Candy hanya mengangkat bahu.
"Itu artinya dia lebih tertarik sama Candy daripada lo berdua," ujar Yumna.
"Jangan-jangan lo udah chatingan ya sama Devano? Atau jangan-jangan kalian udah pernah jalan bareng?" tuding Gladys.
"Apaan, sih." Candy mengibaskan tangannya. "Gimana mungkin gua udah jalan sama dia, kaki gua aja masih kayak gini."
"Hmmh…" Bianka duduk di sebelah Candy. "Kalau sampai Devano beneran suka sama lo, gua bakal musuhin lo. Kalau perlu, gua kick lo dari grup chat kita," cetus Bianka.
"Lho! Lho! Kok jadi kesannya gua yang salah? Kalaupun Devano beneran suka sama gua, itu bukan salah gua dong?" Candy membela diri.
"ya, tapi kan gua cemburu, Can…," rengek Bianka.
"Hahaha." Yumna justru tertawa. "Kurang kerjaan banget kalian kayaknya ngerebutin satu cowok, kayak nggak ada cowok lain aja selain dia di sekolah ini," ledeknya.
"Emang ada cowok yang lebih ganteng dari Devano di sekolah ini, hah?" balas Bianka.
"Adalah," jawab Yumna.
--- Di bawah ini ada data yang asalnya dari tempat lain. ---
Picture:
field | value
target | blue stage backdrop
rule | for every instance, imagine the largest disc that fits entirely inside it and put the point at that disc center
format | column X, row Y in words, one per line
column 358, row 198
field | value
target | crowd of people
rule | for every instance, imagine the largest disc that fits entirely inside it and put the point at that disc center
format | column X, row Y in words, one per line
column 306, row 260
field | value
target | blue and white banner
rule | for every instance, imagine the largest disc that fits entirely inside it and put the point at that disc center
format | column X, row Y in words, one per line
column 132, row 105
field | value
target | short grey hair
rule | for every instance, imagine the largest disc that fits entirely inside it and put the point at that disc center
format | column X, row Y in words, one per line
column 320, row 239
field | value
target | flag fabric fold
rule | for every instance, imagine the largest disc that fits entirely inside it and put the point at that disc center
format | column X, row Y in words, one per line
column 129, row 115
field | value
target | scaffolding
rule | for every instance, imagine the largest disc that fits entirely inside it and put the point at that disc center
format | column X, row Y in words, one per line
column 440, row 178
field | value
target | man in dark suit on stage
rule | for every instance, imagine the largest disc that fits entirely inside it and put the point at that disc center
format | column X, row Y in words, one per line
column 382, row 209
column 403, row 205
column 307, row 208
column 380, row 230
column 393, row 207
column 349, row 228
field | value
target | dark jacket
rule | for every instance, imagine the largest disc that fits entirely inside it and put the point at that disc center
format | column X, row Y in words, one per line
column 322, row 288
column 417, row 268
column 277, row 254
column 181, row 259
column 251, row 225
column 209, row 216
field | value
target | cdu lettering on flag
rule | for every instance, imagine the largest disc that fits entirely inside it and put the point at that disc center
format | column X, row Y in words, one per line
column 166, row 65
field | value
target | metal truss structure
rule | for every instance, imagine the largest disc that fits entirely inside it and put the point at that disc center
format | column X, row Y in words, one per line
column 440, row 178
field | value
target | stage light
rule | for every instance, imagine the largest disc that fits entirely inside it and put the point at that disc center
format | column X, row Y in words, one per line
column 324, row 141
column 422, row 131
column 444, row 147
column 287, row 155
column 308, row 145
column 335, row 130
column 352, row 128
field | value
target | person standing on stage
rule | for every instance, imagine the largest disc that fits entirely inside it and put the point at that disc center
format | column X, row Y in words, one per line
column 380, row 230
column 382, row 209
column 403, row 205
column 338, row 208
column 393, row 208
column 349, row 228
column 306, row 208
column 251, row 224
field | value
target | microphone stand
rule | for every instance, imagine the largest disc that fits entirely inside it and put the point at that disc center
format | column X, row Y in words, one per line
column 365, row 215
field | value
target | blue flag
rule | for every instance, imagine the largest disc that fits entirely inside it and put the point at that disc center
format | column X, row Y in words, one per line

Diam-diam ekor matanya melirik Azka yang baru memasuki kelas.
"Siapa? Coba sebut siapa!" tantang Bianka lagi.
"Pokoknya ada," tandas Yumna.
***
"Itu tuh anak baru yang tadi lo lempar pakai bola," ujar Boni pada Azka ketika mereka sama-sama berada di kantin saat jam istirahat.
Azka hanya mendelik sekilas. "Emangnya dia anak baru?"
"Iya, kelas sebelas-A. Tajir abis. Mobilnya aja keren," terang Boni.
"Palingan juga punya bokapnya," ujar Azka.
"Jangan salah lo! Dia itu penulis muda yang lagi naik daun sekarang. Bisa jadi aja tuh mobil dibeli pakai duitnya sendiri." Faisal menimpali.
Azka langsung terdiam, jika hal itu benar adanya, jelas dia kalah jauh dari Devano.
"Eh, kok lo bisa tahu kalau dia penulis?" tanya Boni pada Faisal.
"Gua punya bukunya. Tapi dia pakai nama pena Dewa Orizon, mungkin karena itu nggak banyak yang ngenalin," terang Faisal. "Eh, lo tadi sengaja nggak sih ngelempar bola ke dia?" Faisal menyenggol bahu Azka.
Azka mengangguk.
"Jangan-jangan lo cemburu ya ngeliat dia deketin si Candy?" tuding Boni kemudian.
"Cemburu apaan?" bantah Azka. "Saiko lu!" Ia menoyor kepala Boni.
"Trus kalau nggak cemburu, trus karena apa, hah?"
"Iseng doang," jawab Azka asal. Matanya masih memperhatikan gerak-gerik Devano. Ia sendiri sebenarnya juga tidak mengerti kenapa dia melempar bola pada lelaki itu. Semuanya seolah terjadi secara spontan, tanpa kendali. Entah kenapa, Azka merasa tidak senang melihat laki-laki itu berada di sebelah Candy. Apa lagi ia juga melihat hal yang sama di hari sebelumnya.
Sementara Devano melirik sekilas pada Azka. Tapi laki-laki itu tampak tidak terlalu peduli dengan tatapan tajam Azka padanya. Devano duduk di salah satu meja kantin sambil menikmati makanannya dengan tenang.